Metadata-Version: 2.4
Name: cryptohound
Version: 0.1.0
Summary: Cryptographic discovery scanner: find quantum-vulnerable cryptography in your code and emit a CycloneDX CBOM.
Author: cryptoscan contributors
License: MIT
Project-URL: Homepage, https://github.com/your-org/cryptoscan
Project-URL: Issues, https://github.com/your-org/cryptoscan/issues
Keywords: pqc,post-quantum,cbom,cyclonedx,semgrep,cryptography,sbom
Classifier: Programming Language :: Python :: 3
Classifier: License :: OSI Approved :: MIT License
Classifier: Topic :: Security :: Cryptography
Requires-Python: >=3.9
Description-Content-Type: text/markdown
License-File: LICENSE
Requires-Dist: semgrep>=1.50
Requires-Dist: cyclonedx-python-lib<10,>=8
Provides-Extra: dev
Requires-Dist: pytest>=7; extra == "dev"
Requires-Dist: pytest-xdist>=3; extra == "dev"
Dynamic: license-file

# cryptohound

A cryptographic discovery scanner for the post-quantum migration.
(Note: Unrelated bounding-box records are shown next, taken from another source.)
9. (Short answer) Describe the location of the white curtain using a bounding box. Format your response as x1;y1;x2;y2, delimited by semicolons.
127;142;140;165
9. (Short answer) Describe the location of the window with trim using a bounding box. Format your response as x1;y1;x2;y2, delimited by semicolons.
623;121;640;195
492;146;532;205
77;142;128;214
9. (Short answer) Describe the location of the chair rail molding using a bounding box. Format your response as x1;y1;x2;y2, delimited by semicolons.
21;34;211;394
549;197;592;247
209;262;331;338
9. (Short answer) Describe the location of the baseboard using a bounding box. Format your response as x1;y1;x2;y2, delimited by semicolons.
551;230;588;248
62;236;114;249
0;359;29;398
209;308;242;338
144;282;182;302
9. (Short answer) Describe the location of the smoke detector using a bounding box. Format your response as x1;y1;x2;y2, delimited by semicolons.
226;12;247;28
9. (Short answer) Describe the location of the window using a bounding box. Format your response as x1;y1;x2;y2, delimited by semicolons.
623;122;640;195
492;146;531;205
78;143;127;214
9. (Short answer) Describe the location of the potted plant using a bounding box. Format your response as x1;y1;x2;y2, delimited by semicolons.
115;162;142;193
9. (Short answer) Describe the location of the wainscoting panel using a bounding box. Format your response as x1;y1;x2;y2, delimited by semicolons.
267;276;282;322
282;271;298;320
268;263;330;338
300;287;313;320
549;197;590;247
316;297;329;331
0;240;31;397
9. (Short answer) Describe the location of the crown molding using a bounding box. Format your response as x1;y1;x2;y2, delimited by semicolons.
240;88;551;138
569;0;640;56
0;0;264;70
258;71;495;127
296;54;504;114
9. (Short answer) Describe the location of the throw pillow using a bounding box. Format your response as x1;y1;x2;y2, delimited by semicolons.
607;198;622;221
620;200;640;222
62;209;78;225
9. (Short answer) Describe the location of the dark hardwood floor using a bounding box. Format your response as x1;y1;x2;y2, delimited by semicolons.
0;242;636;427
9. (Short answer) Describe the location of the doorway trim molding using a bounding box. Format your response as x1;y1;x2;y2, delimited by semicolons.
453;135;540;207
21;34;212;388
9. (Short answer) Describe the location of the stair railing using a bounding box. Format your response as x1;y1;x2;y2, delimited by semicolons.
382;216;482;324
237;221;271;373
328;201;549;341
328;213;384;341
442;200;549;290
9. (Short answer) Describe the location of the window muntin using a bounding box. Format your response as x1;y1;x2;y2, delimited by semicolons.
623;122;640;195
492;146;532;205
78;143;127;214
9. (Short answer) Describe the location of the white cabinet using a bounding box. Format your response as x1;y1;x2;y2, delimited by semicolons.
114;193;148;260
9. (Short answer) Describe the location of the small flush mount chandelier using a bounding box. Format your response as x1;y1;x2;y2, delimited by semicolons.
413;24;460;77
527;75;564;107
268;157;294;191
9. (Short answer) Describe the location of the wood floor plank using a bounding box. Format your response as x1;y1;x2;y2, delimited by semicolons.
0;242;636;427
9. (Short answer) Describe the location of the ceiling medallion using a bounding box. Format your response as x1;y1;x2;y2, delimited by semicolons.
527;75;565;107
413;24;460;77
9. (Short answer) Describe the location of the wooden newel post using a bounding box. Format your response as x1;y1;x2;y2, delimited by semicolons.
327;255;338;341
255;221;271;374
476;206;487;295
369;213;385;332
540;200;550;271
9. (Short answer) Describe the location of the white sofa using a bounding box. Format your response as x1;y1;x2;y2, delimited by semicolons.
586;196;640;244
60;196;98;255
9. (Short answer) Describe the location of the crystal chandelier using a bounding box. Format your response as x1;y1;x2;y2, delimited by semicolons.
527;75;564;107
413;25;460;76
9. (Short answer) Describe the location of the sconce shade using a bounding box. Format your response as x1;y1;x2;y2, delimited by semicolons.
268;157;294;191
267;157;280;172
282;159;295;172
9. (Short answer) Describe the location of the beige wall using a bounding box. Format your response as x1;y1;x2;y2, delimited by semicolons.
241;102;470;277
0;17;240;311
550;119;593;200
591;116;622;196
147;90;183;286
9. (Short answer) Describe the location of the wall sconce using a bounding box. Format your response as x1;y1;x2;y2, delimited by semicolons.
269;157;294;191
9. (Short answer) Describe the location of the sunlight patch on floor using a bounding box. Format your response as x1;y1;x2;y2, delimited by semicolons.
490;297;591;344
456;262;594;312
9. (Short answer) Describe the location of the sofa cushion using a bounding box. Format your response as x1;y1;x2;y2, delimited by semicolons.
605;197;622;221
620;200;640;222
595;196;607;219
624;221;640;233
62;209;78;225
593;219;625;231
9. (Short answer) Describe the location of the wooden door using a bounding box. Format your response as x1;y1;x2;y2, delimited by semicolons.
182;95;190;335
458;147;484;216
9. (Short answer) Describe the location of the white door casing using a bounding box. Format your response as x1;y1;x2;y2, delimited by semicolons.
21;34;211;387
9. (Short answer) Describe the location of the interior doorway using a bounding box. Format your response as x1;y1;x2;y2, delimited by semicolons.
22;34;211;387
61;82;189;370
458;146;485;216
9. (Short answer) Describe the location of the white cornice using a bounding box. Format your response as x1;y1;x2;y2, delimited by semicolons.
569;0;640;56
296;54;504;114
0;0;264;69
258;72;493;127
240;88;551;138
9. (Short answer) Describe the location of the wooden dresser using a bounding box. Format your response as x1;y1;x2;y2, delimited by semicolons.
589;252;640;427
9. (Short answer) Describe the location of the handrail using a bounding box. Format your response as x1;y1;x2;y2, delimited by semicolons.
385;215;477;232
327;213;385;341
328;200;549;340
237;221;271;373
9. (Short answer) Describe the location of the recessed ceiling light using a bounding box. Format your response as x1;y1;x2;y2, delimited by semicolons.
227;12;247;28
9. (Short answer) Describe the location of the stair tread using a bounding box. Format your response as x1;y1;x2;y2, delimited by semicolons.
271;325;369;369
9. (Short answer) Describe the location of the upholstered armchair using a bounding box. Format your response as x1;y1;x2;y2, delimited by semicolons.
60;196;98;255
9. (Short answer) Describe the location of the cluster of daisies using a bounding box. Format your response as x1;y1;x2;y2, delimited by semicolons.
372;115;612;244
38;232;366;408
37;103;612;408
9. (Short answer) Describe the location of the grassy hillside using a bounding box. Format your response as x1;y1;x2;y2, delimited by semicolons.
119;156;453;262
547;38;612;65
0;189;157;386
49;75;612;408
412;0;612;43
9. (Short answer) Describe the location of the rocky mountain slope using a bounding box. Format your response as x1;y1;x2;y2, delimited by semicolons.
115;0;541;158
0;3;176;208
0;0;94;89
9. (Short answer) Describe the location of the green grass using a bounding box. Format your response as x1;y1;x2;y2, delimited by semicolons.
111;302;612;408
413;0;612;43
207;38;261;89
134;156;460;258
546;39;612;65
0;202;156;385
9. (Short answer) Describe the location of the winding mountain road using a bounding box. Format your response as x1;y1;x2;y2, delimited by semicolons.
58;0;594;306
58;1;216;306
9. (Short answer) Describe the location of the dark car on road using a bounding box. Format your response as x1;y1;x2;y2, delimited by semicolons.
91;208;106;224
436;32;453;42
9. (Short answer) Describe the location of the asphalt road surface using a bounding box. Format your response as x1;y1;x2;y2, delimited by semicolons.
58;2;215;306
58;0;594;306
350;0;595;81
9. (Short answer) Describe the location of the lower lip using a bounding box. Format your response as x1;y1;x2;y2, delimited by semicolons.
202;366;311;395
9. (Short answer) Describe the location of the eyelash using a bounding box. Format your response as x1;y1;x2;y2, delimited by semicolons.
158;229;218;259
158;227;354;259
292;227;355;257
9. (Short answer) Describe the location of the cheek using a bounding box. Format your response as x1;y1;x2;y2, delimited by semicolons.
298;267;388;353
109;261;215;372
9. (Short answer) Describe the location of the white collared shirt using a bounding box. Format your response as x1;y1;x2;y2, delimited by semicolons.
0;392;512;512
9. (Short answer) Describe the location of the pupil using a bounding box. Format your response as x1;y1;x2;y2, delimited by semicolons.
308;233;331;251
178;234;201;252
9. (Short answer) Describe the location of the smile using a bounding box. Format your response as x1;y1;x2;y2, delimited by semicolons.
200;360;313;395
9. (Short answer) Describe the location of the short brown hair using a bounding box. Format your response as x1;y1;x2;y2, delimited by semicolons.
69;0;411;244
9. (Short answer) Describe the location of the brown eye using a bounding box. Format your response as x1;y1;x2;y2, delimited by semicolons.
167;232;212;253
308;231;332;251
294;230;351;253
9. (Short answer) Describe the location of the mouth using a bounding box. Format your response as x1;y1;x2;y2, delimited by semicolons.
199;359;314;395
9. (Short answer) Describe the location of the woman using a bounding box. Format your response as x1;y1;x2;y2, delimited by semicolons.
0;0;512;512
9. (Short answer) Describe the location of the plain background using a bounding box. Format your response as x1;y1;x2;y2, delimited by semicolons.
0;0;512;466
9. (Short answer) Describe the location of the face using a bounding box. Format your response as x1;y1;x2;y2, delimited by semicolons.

Point it at a
Python repository and it finds every use of cryptography that a future quantum
computer could break, then emits a **CycloneDX 1.6 CBOM** (cryptographic bill of
materials) and a **human-readable report**.

> **This finds problems. It does not fix them.** cryptohound is the
> "you can't migrate what you can't see" step: discovery and reporting only. It
> does not change your code, manage keys, or perform a migration.

## What it detects

Anything whose security rests on integer factorization or discrete logarithms —
the families Shor's algorithm breaks:

| Family | Detected via |
|--------|--------------|
| RSA | `cryptography`, `pycryptodome`/PyCrypto (incl. `pkcs1_15`/`pss`), `rsa`, `pyOpenSSL`, `paramiko` |
| DSA | `cryptography`, `pycryptodome`, `pyOpenSSL`, `paramiko` |
| ECDSA / EC | `cryptography`, `ecdsa`, `pycryptodome` (`DSS`), `paramiko` |
| EdDSA (Ed25519/Ed448) | `cryptography`, PyNaCl, `paramiko` |
| Diffie-Hellman (DH) | `cryptography` |
| ECDH (incl. X25519/X448) | `cryptography` |
| ElGamal | `pycryptodome` |
| JWT asymmetric algs (RS*/PS*/ES*/EdDSA) | PyJWT, python-jose, Authlib |
| Asymmetric private-key loading | `cryptography` (`load_*_private_key`) |

Detection works in two ways: **source-code patterns** (via a Semgrep rule pack)
and an optional **dependency-manifest scan** (`requirements*.txt`,
`pyproject.toml`, enabled with `--include-deps`) that flags known classical-crypto
libraries as a second, lower-confidence signal.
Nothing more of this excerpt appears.